Patentability of Micro-Organisms

Patents on micro-organisms are far from new. In the brewing and baking industries, yeast has traditionally played an important part and patents for new types of yeast were granted in Belgium in 1833 and in Finland in 1843. But how can you patent a micro-organism?

All patentable inventions must satisfy essentially the same criteria - that is, the invention must be novel and not obvious, it must have some industrial use, and the description part of the patent application must enable a person skilled in the relevant area of technology to put the invention into practice.
Novelty of a micro-organism

In patent terms, ‘novel’ means not previously ‘made available to the public’. So the first person to find and isolate a new bacterium from a soil sample, for example, might have made a potentially patentable invention. If the bacterium is claimed in the patent application in an ‘isolated’ form, that form will be novel over the previously-known mixture of that bacterium with numerous other micro-organisms in the soil. If the bacterium is shown to have some practical use and is sufficiently different from other bacteria which have previously been known for that use, then the use and inventive step hurdles are likely to be overcome.

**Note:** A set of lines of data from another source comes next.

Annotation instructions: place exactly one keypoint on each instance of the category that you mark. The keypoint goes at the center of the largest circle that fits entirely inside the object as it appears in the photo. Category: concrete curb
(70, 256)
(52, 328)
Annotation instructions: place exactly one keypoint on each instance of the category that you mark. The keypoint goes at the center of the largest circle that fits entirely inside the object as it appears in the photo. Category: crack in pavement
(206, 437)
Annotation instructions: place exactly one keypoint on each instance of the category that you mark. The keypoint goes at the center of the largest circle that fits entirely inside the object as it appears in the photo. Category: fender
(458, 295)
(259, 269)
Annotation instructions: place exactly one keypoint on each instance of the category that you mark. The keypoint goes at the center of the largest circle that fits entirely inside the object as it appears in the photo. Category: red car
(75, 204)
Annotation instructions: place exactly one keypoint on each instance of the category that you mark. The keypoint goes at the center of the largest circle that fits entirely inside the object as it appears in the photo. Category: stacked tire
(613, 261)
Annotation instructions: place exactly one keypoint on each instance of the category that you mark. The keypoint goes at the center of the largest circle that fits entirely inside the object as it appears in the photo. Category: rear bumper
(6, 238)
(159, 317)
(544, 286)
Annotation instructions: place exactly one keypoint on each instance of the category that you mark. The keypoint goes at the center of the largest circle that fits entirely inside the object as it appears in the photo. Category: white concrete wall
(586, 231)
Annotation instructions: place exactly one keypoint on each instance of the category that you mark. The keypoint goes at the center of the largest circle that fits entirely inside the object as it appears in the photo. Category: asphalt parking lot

How to make the micro-organism

But what about the enablement hurdle? How can you describe - in words - a micro-organism in a manner such that a skilled microbiologist can reproduce it? If the micro-organism in question is a mutant of a known bacterium, and the mutation process is reproducible, then the mutant can probably adequately be described in the patent application. But what if the micro-organism has never been known before? The answer is to deposit a sample of the micro-organism under the Budapest Treaty with an International Depository Authority (IDA). Under this Treaty, if a sample of the micro-organism is deposited with one IDA, the enablement requirement is deemed to be satisfied in all of the countries that have signed the Treaty.

When to deposit

A number of countries and patent offices (notably the European Patent Office) require a sample of the micro-organism to be deposited under the Budapest Treaty before the patent application is filed (and before the filing of the priority application if priority is to be valid). So if the proposed filing date of the patent application (or priority application) is approaching, steps should be taken to ensure that a sample of the micro-organism is deposited in good time.

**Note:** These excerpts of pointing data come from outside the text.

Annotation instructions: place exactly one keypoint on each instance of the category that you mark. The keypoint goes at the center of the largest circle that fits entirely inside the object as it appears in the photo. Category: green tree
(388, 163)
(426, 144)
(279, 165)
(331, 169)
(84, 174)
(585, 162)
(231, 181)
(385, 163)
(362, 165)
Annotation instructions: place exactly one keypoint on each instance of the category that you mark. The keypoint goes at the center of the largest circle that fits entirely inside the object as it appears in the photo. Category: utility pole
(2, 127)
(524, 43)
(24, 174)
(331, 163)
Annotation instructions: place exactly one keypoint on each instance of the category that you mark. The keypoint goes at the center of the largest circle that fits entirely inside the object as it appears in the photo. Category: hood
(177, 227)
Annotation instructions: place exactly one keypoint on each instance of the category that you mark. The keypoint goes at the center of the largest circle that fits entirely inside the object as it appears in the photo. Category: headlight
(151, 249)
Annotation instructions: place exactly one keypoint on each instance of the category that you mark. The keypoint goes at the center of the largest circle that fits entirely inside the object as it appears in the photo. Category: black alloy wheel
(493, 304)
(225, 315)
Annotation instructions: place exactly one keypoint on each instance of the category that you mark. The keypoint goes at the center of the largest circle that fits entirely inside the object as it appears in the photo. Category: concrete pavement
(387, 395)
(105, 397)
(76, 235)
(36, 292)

The depositor should, in particular, ensure that adequate time is allowed for delays in the mail or customs formalities (if the sample is being sent by mail), incorrectly filled-in forms, and the possibility that the sample is found to be non-viable by the IDA and that a replacement sample is therefore required. Care should also be taken that the deposit is made in the name of the applicant for the patent.

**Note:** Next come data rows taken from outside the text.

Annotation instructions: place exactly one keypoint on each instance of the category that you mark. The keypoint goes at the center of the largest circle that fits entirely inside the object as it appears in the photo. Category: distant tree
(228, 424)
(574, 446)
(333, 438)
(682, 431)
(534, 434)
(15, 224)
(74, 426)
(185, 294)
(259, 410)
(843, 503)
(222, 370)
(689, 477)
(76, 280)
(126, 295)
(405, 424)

Submitting details of the deposit

Most patent offices require details of the IDA, the deposit number and deposit date to be included in the patent application on filing or to be added to the patent application within a set time (often within 16 months of the earliest priority date). A short description of the characteristics of the micro-organism might also have to be included in the patent application. Practice on these points varies from country to country and it is therefore prudent to include all of this information in the patent application on filing, if possible.